Vacuum residue is
utilized by a process involving the residue cracking
and coke gasification regeneration. In this process, vacuum residue
is first converted into the products of light olefins and light oils
by catalytic cracking, and then the cracking-generated coke is gasified
into H2-rich syngas by using a bifunctional base catalyst.
Their cracking gasification effects of vacuum residue are studied
in a dual fluidized bed reactor. The results show that the solid base
catalysts could enhance light olefin yield (have high olefinicity)
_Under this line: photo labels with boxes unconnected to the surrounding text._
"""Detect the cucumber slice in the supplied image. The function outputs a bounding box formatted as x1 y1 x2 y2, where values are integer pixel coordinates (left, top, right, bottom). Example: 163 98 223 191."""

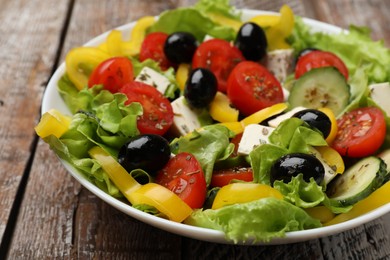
378 149 390 182
288 67 350 116
327 156 387 206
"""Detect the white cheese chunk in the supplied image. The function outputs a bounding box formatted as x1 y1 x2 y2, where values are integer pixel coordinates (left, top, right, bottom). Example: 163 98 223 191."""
135 67 171 94
311 148 337 184
171 96 201 135
265 49 294 82
268 107 306 128
368 82 390 116
238 124 274 155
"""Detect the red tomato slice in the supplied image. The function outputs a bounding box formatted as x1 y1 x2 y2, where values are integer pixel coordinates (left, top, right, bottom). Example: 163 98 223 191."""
120 81 173 135
227 61 284 116
210 167 253 187
295 51 348 80
230 133 242 157
155 153 207 209
139 32 174 70
88 57 134 93
332 107 386 158
192 39 245 93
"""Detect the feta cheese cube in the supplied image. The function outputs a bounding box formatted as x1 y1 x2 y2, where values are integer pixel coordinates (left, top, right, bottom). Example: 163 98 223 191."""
237 124 274 155
368 82 390 116
135 67 171 95
171 96 201 135
268 107 306 128
265 49 294 82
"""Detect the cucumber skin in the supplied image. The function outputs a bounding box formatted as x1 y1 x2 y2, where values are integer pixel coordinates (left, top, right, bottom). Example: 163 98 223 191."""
329 156 389 206
288 67 351 116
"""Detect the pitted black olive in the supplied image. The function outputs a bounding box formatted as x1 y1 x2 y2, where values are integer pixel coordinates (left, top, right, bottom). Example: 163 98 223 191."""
184 68 218 108
118 134 171 175
293 109 332 138
270 153 325 185
164 32 198 64
234 22 267 61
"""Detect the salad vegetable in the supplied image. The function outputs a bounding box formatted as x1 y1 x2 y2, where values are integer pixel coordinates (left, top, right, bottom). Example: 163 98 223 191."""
35 0 390 242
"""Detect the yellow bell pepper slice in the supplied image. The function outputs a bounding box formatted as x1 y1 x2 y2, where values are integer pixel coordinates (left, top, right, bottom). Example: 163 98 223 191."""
89 146 192 222
324 181 390 226
211 182 283 209
209 91 239 122
34 109 72 138
89 146 141 198
219 122 244 135
318 107 338 144
106 30 126 57
128 16 156 56
130 183 192 222
250 5 294 51
207 12 242 32
98 16 155 57
240 103 287 127
176 63 191 91
65 47 110 90
305 206 335 223
220 103 287 135
315 146 345 174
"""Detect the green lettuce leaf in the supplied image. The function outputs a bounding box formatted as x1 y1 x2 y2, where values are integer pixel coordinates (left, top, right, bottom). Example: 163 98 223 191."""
274 174 352 214
288 17 390 83
185 198 321 243
44 135 123 198
129 57 179 99
274 174 326 208
194 0 241 21
171 125 234 184
249 118 327 185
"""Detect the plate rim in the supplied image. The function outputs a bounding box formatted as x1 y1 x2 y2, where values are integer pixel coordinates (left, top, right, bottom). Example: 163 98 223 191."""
41 9 390 246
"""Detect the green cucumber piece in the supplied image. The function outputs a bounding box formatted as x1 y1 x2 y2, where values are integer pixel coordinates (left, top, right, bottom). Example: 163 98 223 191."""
378 149 390 182
288 67 350 116
327 156 387 206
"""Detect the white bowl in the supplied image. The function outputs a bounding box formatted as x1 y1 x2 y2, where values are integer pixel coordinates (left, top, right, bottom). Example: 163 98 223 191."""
41 10 390 245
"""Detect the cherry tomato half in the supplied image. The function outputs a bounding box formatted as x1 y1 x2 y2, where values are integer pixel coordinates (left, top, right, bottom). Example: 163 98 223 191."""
88 57 134 93
227 61 283 116
120 81 173 135
139 32 174 70
210 167 253 187
155 153 207 209
332 107 386 158
295 50 348 80
192 39 245 93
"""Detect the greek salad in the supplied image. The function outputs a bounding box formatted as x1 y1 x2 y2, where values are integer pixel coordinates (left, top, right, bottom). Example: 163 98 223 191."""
35 0 390 242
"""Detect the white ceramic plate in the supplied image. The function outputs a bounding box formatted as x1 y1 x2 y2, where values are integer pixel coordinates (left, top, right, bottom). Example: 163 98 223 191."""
42 10 390 245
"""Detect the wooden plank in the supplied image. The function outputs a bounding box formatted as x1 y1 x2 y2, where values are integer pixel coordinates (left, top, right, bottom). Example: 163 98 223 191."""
9 0 187 259
302 0 390 47
6 0 389 259
0 0 70 251
302 0 390 259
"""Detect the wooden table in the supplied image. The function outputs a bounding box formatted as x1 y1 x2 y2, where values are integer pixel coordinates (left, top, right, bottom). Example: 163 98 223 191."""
0 0 390 259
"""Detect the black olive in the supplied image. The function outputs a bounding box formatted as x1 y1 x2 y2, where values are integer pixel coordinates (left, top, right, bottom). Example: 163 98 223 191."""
184 68 218 108
118 134 171 175
293 109 332 138
270 153 325 185
164 32 198 64
235 22 267 61
295 48 318 64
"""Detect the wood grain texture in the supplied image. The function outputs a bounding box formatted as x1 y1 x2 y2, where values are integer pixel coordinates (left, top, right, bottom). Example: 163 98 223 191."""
0 0 69 250
0 0 390 260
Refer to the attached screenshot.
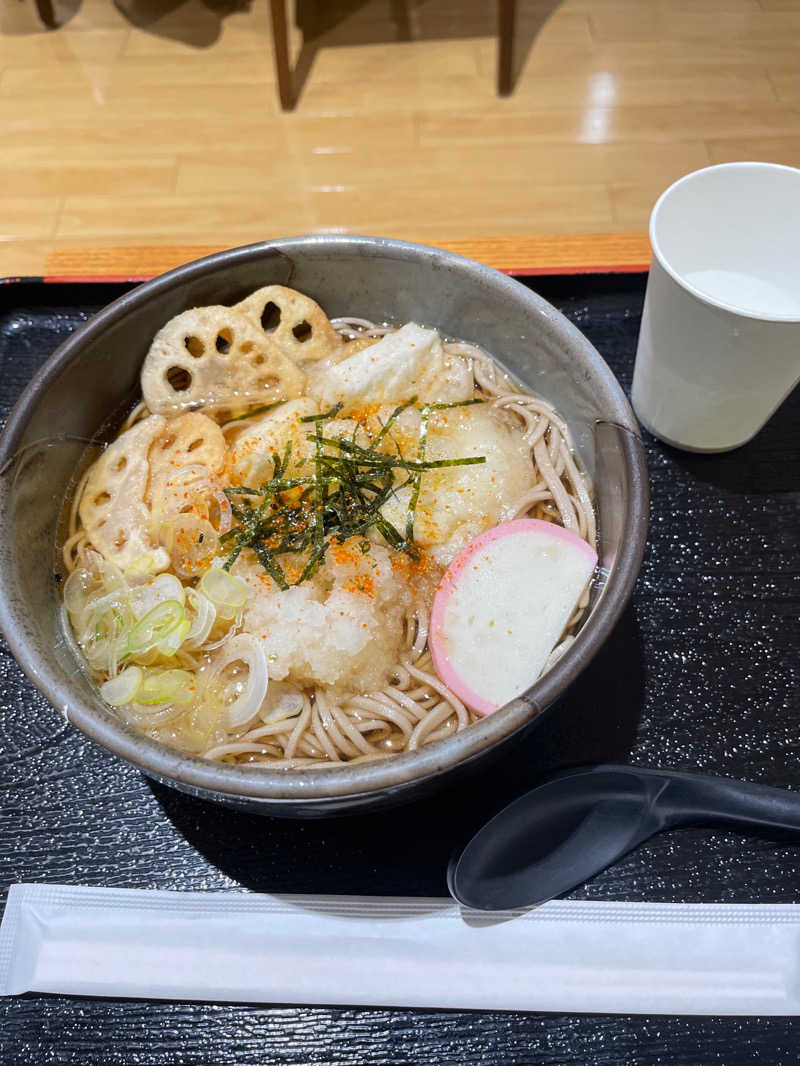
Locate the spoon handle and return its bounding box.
[631,771,800,831]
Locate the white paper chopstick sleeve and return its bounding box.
[0,885,800,1015]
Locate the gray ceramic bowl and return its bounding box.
[0,237,647,817]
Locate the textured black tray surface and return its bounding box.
[0,275,800,1066]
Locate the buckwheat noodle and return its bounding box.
[62,317,596,770]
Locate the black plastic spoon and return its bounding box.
[447,764,800,910]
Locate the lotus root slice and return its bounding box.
[79,415,170,571]
[234,285,342,361]
[142,306,304,415]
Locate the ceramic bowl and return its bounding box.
[0,236,647,817]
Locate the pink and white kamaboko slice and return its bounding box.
[429,518,597,714]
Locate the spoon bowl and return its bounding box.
[447,765,800,910]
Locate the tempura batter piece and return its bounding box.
[80,415,170,572]
[234,285,343,361]
[142,306,304,415]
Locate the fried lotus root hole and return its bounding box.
[148,411,227,508]
[234,285,342,360]
[142,306,304,415]
[79,415,170,571]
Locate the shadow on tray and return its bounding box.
[148,607,644,895]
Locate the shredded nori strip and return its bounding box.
[220,397,485,588]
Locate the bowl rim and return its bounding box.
[0,235,649,807]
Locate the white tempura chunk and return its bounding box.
[310,322,473,411]
[230,397,319,487]
[382,404,534,565]
[233,539,411,692]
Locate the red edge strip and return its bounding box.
[40,263,650,285]
[42,274,157,285]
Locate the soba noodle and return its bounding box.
[62,309,596,770]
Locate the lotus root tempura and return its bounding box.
[62,286,595,769]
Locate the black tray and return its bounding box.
[0,274,800,1066]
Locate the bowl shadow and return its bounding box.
[148,605,644,897]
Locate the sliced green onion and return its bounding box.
[128,600,186,656]
[156,618,192,659]
[100,666,144,707]
[130,574,183,618]
[185,588,217,649]
[198,566,247,619]
[137,669,194,707]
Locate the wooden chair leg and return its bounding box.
[36,0,59,30]
[270,0,294,111]
[497,0,516,96]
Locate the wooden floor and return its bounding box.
[0,0,800,274]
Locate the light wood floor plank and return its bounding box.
[0,0,800,271]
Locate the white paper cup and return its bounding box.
[633,163,800,452]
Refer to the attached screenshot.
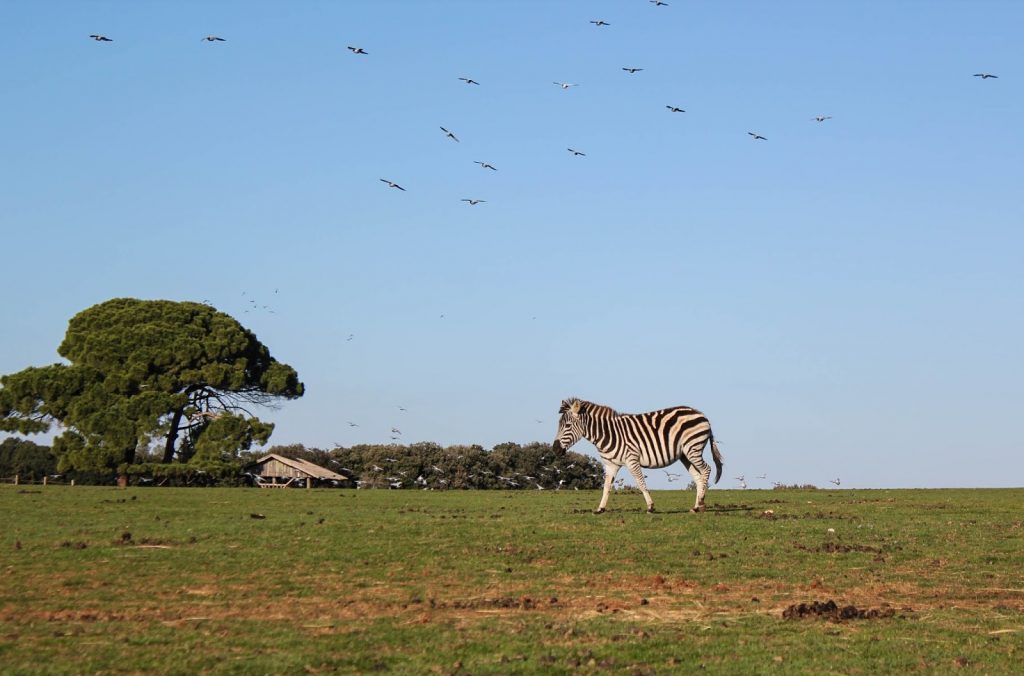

and inhibit the formation of coke in comparison with silica sand and
a hydrothermal treatment zeolite catalyst (FCC catalyst). Furthermore,
the catalyst prepared at a CaO/Al2O3 molar ratio
of 12:7 displayed a better cracking effect than the one produced at
the molar ratio of 1:1. The effects of the reaction temperature and
the catalyst-to-oil ratio on the distribution of cracking liquid from
vacuum residue solid base cracking are discussed. The results showed
that the heavy oil conversion of more than 93.0%, the light oil yield
of about 81.0 wt %, the coke of ca. 5.2 wt %, and the C2–C3
olefinicity of higher than 53.0% are achieved by cracking at 700 °C
with a catalyst-to-oil ratio of 7.0. The coke over solid base catalyst
is well gasified at 800 °C in an atmosphere of steam–oxygen.
The content of H2 is about 55.5 vol % and with the CH4 content of less than 0.2 vol % in comparison with 36.6 and
2.4 vol % over the FCC catalyst, respectively. The cracking effects
of solid base catalysts are stable via a few cycles process, although
a decrease in catalytic effect is observed.